Page 1 of 2 12 Last
  • Jump to page:
    #1
  1. No Profile Picture
    Registered User
    Devshed Newbie (0 - 499 posts)

    Join Date
    Jun 2013
    Posts
    8
    Rep Power
    0

    Log parsing using an array


    Hello all. I'm an ex programmer trying to learn perl and having a problem with some code.

    My goal is to write a script I can run against log files to throw out records that are noise so I can see anomalies.

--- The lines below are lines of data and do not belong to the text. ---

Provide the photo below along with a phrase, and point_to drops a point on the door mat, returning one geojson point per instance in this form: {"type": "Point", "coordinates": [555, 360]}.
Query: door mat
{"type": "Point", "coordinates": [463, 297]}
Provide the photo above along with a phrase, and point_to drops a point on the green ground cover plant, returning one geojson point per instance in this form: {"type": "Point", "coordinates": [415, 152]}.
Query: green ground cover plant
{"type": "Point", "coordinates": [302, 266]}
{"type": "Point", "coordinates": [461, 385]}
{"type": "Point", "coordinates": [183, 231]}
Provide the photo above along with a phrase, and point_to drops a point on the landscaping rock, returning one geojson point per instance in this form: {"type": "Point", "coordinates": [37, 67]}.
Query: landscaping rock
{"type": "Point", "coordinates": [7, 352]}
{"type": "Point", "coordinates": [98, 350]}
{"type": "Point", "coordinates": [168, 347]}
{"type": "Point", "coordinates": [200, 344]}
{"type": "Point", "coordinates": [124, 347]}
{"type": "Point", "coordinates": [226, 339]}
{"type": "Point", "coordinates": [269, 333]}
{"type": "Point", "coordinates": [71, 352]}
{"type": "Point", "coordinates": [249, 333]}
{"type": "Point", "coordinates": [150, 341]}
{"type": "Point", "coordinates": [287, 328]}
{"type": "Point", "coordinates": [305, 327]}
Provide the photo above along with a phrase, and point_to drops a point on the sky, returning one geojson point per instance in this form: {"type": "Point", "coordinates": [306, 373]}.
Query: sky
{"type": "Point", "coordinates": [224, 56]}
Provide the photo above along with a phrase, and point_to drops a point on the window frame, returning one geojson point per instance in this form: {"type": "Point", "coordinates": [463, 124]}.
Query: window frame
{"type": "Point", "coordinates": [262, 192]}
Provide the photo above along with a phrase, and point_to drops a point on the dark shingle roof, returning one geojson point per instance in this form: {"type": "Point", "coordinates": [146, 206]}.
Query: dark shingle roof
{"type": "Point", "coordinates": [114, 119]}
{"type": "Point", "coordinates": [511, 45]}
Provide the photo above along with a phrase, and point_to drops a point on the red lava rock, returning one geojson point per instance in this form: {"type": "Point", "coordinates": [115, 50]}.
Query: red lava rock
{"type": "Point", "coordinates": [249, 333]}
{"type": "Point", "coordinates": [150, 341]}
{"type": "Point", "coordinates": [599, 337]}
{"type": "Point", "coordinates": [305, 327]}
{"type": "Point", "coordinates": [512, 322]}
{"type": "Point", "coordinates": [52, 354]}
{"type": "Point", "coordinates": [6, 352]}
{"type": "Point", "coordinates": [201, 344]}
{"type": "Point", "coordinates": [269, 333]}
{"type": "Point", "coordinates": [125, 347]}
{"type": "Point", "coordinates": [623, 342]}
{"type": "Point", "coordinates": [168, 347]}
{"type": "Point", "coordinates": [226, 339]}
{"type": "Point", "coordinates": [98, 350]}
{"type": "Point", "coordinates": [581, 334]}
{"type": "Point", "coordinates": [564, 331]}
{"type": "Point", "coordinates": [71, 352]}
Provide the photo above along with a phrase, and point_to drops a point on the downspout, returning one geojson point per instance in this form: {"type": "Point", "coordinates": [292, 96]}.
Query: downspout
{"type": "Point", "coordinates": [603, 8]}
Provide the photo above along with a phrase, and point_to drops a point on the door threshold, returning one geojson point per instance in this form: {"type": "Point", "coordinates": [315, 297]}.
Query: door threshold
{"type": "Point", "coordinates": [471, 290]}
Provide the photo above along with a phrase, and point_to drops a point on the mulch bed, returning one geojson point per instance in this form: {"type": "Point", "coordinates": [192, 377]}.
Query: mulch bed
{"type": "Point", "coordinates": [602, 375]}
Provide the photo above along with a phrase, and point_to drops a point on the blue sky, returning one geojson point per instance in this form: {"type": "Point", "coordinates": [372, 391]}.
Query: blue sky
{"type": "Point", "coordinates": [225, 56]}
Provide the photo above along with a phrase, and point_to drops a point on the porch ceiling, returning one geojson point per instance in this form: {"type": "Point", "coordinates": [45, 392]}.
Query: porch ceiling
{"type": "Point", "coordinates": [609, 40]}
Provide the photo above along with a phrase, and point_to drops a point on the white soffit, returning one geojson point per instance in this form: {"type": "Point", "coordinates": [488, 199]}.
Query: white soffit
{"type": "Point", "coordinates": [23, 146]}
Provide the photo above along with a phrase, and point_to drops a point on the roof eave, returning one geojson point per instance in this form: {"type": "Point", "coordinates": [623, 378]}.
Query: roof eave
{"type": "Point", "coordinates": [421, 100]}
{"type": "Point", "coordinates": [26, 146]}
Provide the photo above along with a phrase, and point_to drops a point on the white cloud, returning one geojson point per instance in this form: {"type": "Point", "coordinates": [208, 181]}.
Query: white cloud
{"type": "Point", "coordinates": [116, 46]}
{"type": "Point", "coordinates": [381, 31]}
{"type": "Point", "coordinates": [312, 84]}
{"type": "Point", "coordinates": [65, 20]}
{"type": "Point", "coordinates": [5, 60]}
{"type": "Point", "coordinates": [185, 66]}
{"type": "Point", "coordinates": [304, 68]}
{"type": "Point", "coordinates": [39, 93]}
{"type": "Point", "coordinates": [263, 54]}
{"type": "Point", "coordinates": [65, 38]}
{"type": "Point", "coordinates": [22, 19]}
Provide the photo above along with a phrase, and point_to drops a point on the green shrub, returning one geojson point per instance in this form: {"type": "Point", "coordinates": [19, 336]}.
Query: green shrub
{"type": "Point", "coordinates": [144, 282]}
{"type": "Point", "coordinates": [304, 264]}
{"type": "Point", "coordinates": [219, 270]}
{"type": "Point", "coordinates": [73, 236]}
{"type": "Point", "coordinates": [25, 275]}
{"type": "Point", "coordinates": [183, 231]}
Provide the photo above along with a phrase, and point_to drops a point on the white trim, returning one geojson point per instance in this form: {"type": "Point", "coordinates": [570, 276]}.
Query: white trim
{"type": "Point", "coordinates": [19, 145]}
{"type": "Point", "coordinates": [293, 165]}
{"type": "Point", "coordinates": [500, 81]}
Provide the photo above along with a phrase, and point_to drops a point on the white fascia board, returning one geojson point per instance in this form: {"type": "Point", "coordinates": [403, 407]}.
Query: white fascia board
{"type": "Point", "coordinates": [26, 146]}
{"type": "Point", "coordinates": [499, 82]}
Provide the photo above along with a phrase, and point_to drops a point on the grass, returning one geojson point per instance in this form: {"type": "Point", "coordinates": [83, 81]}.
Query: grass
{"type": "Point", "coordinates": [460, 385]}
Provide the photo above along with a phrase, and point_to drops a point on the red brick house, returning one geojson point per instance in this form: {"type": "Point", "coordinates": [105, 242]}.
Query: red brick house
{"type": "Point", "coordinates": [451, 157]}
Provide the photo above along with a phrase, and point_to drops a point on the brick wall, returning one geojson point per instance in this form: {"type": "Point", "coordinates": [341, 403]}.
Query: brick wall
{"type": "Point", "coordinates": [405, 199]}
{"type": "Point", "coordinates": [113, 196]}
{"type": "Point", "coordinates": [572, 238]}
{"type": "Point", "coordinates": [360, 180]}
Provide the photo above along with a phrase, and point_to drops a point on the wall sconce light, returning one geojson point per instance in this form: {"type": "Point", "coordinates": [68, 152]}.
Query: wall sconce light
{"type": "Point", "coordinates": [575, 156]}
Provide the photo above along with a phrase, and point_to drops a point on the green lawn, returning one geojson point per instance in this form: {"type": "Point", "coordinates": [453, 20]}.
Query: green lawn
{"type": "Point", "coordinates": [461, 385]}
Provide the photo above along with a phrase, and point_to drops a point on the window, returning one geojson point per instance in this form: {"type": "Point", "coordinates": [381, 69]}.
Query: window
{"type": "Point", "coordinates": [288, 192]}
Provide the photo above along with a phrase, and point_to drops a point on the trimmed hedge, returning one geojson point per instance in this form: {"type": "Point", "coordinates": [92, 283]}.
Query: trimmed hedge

    My log file has a code in each record. I created a list of codes I don't care about and stored them as a list in a file named ASA-Codes.txt. My intention is to read this list into an array, and then compare each element of the array to each record in a syslog.log file. If records do not match elements of the array they will be written out to a file.

    (I will also modify the regex used to compare the array elements (or use a command line option) to do the reverse and write out to a file all matches to the array elements.)

    I've tried several different ways to do this but every way results in unwanted/invalid output.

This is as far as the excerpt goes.